The Center of the Spin

Miss Lettie had vertigo again. She sat parked sideways at the base of the ramp outside Dog River Café, her scooter angled in a way that made it hard for anyone else to get by. This happened sometimes. Folks thought she blocked the ramp to be difficult. Maybe she was. But truth was, she needed something solid behind her when the spinning came.

A girl leaned against the café’s outer wall, arms crossed, scrolling her phone with her thumb like she was trying to wear it down to a nub. She was seventeen, maybe, with a summer job inside and a bad attitude to match.

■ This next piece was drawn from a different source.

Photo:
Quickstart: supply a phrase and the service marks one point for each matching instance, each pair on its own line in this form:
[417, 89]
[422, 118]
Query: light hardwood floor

“You all right, Miss Lettie?” the girl asked without looking up.

“I’m sittin’ still. That’s all I can do right now.”

The girl finally looked over. “Is it like... your balance? My aunt gets that.”

“It’s my everything. Sight, bones, belly, ears, nerves. Sometimes the world just starts spinning and the only way through is to let it.”

The girl furrowed her brow, then looked back at her phone. “Sounds awful.”

Miss Lettie gave a little shrug. “Used to be. Then I learned something. When it spins, don’t fight it. Get to the center.”

“The center?”

“Yep. Middle of the spin. Right in the eye of it. That’s the quiet place.”

The girl shifted her weight. “Sounds like some meditation crap.”

“More like survival.”

The girl lowered her phone a little. “Sometimes when I’m alone I feel like I’m gonna crawl out of my skin.”

Miss Lettie nodded. “That’s the beginning of the spin.”

“So what do I do?”

“You sit your little behind down and breathe until it stops feeling like the end of the world. Then you do it again the next time. And you keep doing it until you realize you’re not alone in there. You’ve just been hiding from yourself.”

The girl didn’t reply right away. Then she tucked her phone in her apron and slid down the wall to sit beside the scooter.

They watched the clouds like that until the lunch rush.

The spin had passed. But the quiet stayed.